Monday, March 18, 2013

People are disturbed not by things, but by the view they take of them. Epictetus


Being thrown off a bridge disturbs the person being thrown; and whichever view they take of it they are just as dead when they hit the bottom!

Epictetus is right in one way; people aren’t really disturbed by things, what disturbs them is how those things affect their lives. It’s the impact on their lives and not the view they take of it that upsets them. The impact either enhances or disrupts their plans and their progress toward their goals. If it enhances their plans they are happy if it disrupts those plans they are disturbed.

If you are caught in a traffic jam, you are not disturbed by the traffic jam, but by it’s delay of your trip. The traffic jam may make you be late to a job interview, or cause your trip to the grocery store to take twice as long. Its not your view of the traffic jam that disturbs you it’s the delay that the time spent sitting in traffic causes that upsets you.

The point of people who quote ideas such as Epictetus’ is to help you calm down and accept things as they are, but how does accepting things help?

The guy who invented the wheelbarrow was disturbed by the amount of effort to carry small loads of whatever. If he had adopted the concept that the level of effort was not the problem but how he viewed it, we would still be carrying just a few bricks at a time instead of a wheelbarrow load.

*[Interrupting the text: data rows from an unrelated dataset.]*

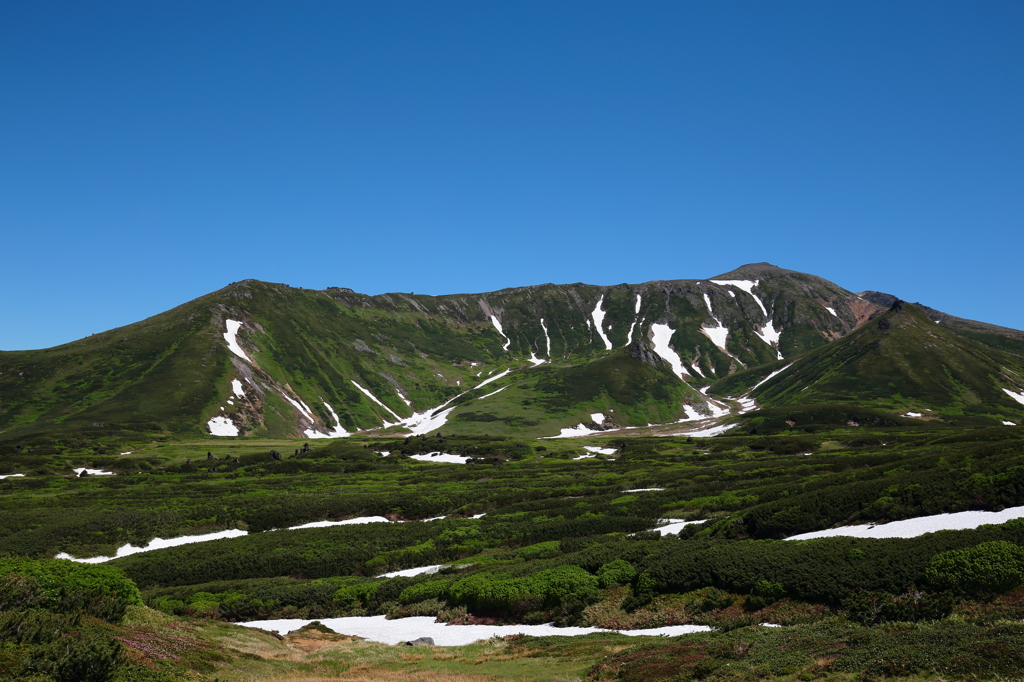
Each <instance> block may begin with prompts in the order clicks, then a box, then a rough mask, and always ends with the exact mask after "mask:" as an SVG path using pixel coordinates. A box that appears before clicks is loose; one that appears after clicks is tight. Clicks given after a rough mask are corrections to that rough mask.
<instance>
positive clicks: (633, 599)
mask: <svg viewBox="0 0 1024 682" xmlns="http://www.w3.org/2000/svg"><path fill="white" fill-rule="evenodd" d="M630 587H631V588H632V589H631V590H630V595H629V596H628V597H626V599H624V600H623V610H625V611H634V610H636V609H638V608H640V607H641V606H646V605H647V604H649V603H650V602H651V601H653V599H654V590H655V589H656V588H657V582H656V581H655V580H654V579H653V578H651V577H650V576H648V574H647V573H646V572H643V573H637V574H636V576H635V577H634V578H633V581H632V583H631V585H630Z"/></svg>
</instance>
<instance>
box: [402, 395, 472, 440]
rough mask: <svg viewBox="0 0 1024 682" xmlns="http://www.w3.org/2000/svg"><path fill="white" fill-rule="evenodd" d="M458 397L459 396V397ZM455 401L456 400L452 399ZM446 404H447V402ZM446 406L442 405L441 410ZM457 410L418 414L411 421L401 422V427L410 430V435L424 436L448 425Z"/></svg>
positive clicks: (449, 409) (405, 420)
mask: <svg viewBox="0 0 1024 682" xmlns="http://www.w3.org/2000/svg"><path fill="white" fill-rule="evenodd" d="M457 397H458V396H457ZM452 399H453V400H454V399H455V398H452ZM444 404H447V402H445V403H444ZM443 407H444V406H443V404H442V406H441V408H443ZM454 410H455V408H449V409H447V410H436V411H434V412H432V413H431V412H418V413H416V414H415V415H413V416H412V417H410V418H409V419H407V420H404V421H402V422H401V425H402V426H404V427H406V428H408V429H409V431H410V435H424V434H426V433H430V432H431V431H433V430H434V429H439V428H440V427H442V426H444V425H445V424H446V423H447V418H449V415H451V414H452V412H453V411H454Z"/></svg>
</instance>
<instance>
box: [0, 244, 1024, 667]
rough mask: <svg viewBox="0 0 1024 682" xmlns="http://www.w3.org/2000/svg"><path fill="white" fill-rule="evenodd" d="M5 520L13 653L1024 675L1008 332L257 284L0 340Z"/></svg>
mask: <svg viewBox="0 0 1024 682" xmlns="http://www.w3.org/2000/svg"><path fill="white" fill-rule="evenodd" d="M1019 425H1022V426H1019ZM0 510H2V511H0V513H2V518H3V523H2V524H0V633H2V638H0V678H2V679H11V680H118V681H125V682H128V681H132V682H133V681H146V682H148V681H154V682H157V681H165V680H167V681H170V680H210V681H212V680H221V681H228V680H229V681H240V682H241V681H248V680H264V679H271V680H281V681H282V682H285V681H289V680H325V681H326V680H356V681H357V680H422V681H424V682H427V681H431V680H441V679H445V680H465V681H473V682H482V681H484V680H492V681H493V680H550V681H552V682H555V681H562V680H577V679H579V680H624V681H633V680H637V681H640V680H643V681H644V682H647V681H650V680H691V679H700V680H761V679H766V678H772V679H776V678H777V679H784V680H816V679H822V680H853V679H881V678H894V679H907V680H926V679H927V680H940V679H978V680H982V679H1011V678H1019V677H1022V676H1024V332H1021V331H1017V330H1012V329H1007V328H1002V327H997V326H994V325H989V324H985V323H983V322H976V321H971V319H965V318H961V317H956V316H952V315H949V314H946V313H943V312H941V311H938V310H935V309H933V308H931V307H928V306H927V305H925V304H923V303H911V302H907V301H903V300H901V299H900V298H898V297H897V296H896V295H891V294H888V293H881V292H876V291H864V292H859V293H853V292H849V291H846V290H845V289H843V288H841V287H839V286H837V285H835V284H833V283H830V282H828V281H826V280H824V279H821V278H819V276H816V275H813V274H807V273H803V272H797V271H793V270H787V269H783V268H780V267H777V266H774V265H771V264H768V263H756V264H749V265H743V266H741V267H738V268H736V269H735V270H732V271H730V272H726V273H723V274H719V275H716V276H713V278H710V279H706V280H673V281H658V282H647V283H644V284H637V285H629V284H623V285H617V286H610V287H600V286H590V285H585V284H571V285H552V284H548V285H540V286H529V287H519V288H514V289H505V290H502V291H497V292H490V293H483V294H463V295H450V296H427V295H418V294H413V293H391V294H384V295H378V296H367V295H362V294H359V293H356V292H354V291H352V290H350V289H345V288H338V287H332V288H328V289H326V290H324V291H317V290H310V289H301V288H293V287H289V286H286V285H283V284H270V283H265V282H259V281H254V280H248V281H244V282H238V283H233V284H231V285H229V286H227V287H225V288H223V289H221V290H219V291H217V292H214V293H211V294H209V295H206V296H203V297H201V298H198V299H196V300H193V301H189V302H187V303H184V304H182V305H179V306H178V307H175V308H173V309H171V310H168V311H166V312H163V313H161V314H158V315H156V316H153V317H150V318H147V319H143V321H141V322H138V323H136V324H133V325H129V326H127V327H122V328H119V329H114V330H111V331H108V332H103V333H100V334H95V335H93V336H89V337H87V338H83V339H81V340H78V341H75V342H72V343H68V344H65V345H60V346H56V347H52V348H47V349H42V350H26V351H3V352H0Z"/></svg>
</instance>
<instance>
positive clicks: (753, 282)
mask: <svg viewBox="0 0 1024 682" xmlns="http://www.w3.org/2000/svg"><path fill="white" fill-rule="evenodd" d="M711 282H712V283H714V284H717V285H719V286H723V287H724V286H726V285H731V286H733V287H735V288H736V289H742V290H743V291H745V292H746V293H748V294H750V295H751V296H753V297H754V300H755V301H757V304H758V305H759V306H760V307H761V312H763V313H765V317H767V316H768V310H766V309H765V304H764V303H762V302H761V298H760V297H758V295H757V294H755V293H754V288H755V287H757V286H758V284H759V283H760V282H761V281H760V280H754V281H753V282H752V281H750V280H712V281H711Z"/></svg>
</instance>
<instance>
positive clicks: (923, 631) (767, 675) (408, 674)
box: [113, 607, 1024, 682]
mask: <svg viewBox="0 0 1024 682" xmlns="http://www.w3.org/2000/svg"><path fill="white" fill-rule="evenodd" d="M116 630H117V636H118V638H119V639H121V640H122V641H123V642H125V644H126V646H127V647H128V648H127V658H128V663H127V665H125V666H124V667H122V668H121V669H120V671H119V672H118V673H117V675H116V677H114V678H113V679H115V680H125V681H135V680H139V681H142V680H145V681H153V682H157V681H164V680H168V681H170V680H210V681H212V680H220V681H221V682H228V681H231V682H236V681H237V682H255V681H256V680H278V681H279V682H292V681H295V682H298V681H300V680H301V681H304V682H319V681H324V682H326V681H328V680H338V681H342V680H344V681H346V682H361V681H364V680H375V681H378V682H389V681H395V682H397V681H399V680H400V681H413V682H433V681H435V680H437V681H440V680H455V681H456V682H460V681H461V682H482V681H484V680H529V681H538V682H569V681H575V680H580V681H584V680H588V681H589V680H624V681H630V682H634V681H635V682H646V681H648V680H667V679H672V680H693V679H702V680H761V679H779V680H802V681H803V680H865V679H867V680H870V679H882V678H897V679H908V680H947V679H1012V678H1017V677H1019V676H1020V675H1021V674H1022V673H1024V625H1022V624H1020V623H1010V622H1000V623H994V624H990V625H977V624H970V623H966V622H964V621H961V620H956V619H952V620H947V621H944V622H938V623H928V624H906V623H892V624H887V625H886V626H884V627H877V628H865V627H861V626H858V625H856V624H852V623H849V622H846V621H842V620H839V619H833V620H829V621H826V622H822V623H818V624H813V625H805V626H795V627H788V628H766V627H760V626H753V627H746V628H740V629H736V630H732V631H730V632H727V633H712V634H696V635H685V636H682V637H673V638H664V637H640V638H637V637H626V636H623V635H615V634H592V635H586V636H582V637H528V636H511V637H506V638H502V639H499V638H495V639H492V640H487V641H480V642H476V643H474V644H470V645H466V646H457V647H432V646H422V647H409V646H402V645H398V646H389V645H386V644H380V643H375V642H368V641H362V640H360V639H358V638H353V637H348V636H345V635H344V634H338V633H333V632H332V631H330V630H329V629H326V628H323V627H322V626H321V627H317V626H312V627H307V628H303V629H302V630H300V631H297V632H293V633H290V634H288V635H287V636H285V637H280V636H278V635H274V634H270V633H266V632H262V631H258V630H252V629H247V628H242V627H239V626H233V625H230V624H223V623H214V622H210V621H206V620H199V619H179V617H175V616H168V615H165V614H162V613H159V612H157V611H154V610H152V609H147V608H144V607H134V608H132V609H130V612H129V613H128V615H127V617H126V620H125V622H124V623H123V624H122V625H121V626H119V627H117V629H116Z"/></svg>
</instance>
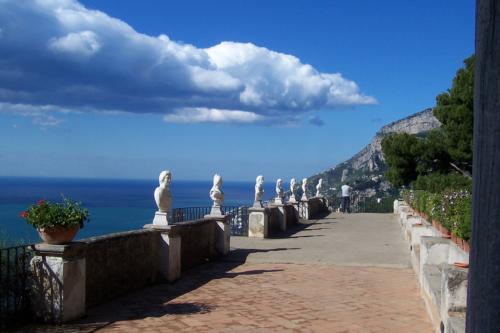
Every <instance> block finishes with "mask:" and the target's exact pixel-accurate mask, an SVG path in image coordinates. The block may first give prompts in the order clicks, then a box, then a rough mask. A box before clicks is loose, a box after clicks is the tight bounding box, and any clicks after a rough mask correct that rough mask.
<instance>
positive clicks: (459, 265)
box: [453, 262, 469, 268]
mask: <svg viewBox="0 0 500 333" xmlns="http://www.w3.org/2000/svg"><path fill="white" fill-rule="evenodd" d="M453 265H455V267H459V268H469V263H468V262H456V263H454V264H453Z"/></svg>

Epictetus’ real message is to ensure that we are focused on the right part of the issue. Not on the traffic jam, but on the disruption in our life. Then and only then can you correctly identify what is wrong and being to fix the real problem!

Friday, March 8, 2013

Stragic Management gone wrong!

In The Lords of Strategy, Walter Kiechel writes “ the transcendent purpose of strategy became clear, at least to Wall Street: its aim was to enrich shareholders boost the stock price.”

The fallacy of this view is obvious; stock prices are a by-product of a well-managed company, not a goal in and of itself. As no less than Warren Buffet points out: “If a business does well, the stock eventually follows”.

The concept of the three Cs central to Strategic Management are Cost, Competitors and Customers. While I admit that the three Cs are important, nowhere in the book’s description of strategic management did I see any focus on the Product. As Robert Lutz found when he went to GM, management was so focused on their “strategic” numbers that they lost sight of the product, to the ultimate detriment of the corporation.

I submit that this is the major problem with American business today, most are so focused on target numbers they have lost sight of their product.

Whenever you begin making design or quality decisions based on how much profit you can make if you do it differently than the designer originally wanted, you’ve “said our profit level is more important than what we deliver to the customer”.

In the book Wheels, Arthur Hailey described a conversation at the automobile company his character worked for where they were discussing the need to add a $5 brace to remove a vibration in their latest car. Their big concern was that it would cost them three million dollars, not the quality of what they would deliver to the customer. $3,000,000 is a lot of money but it was not the difference between profit and loss, but a difference in how much profit.

While the book didn’t discuss how the frame came to be poorly designed enough to allow that vibration, my personal experience would lead me to look at the frame design process. I would look for the same cost-over-quality decision when the frame was being finalized. A mind set of “if we can save $1.00 on the cost of the frame we will get credit for the additional $600,000 more profit. That shortsighted focus on short-term profits ended up costing $4.00 more in the long run.

Thursday, March 7, 2013

Finally got my computer back from Apple and it works!!!!!

More new posts coming as soon as I get the stuff transferred back from my external drive to my computer's hard drive and get back to writing.

Thanks for sticking with me and I promise more new stuff soon.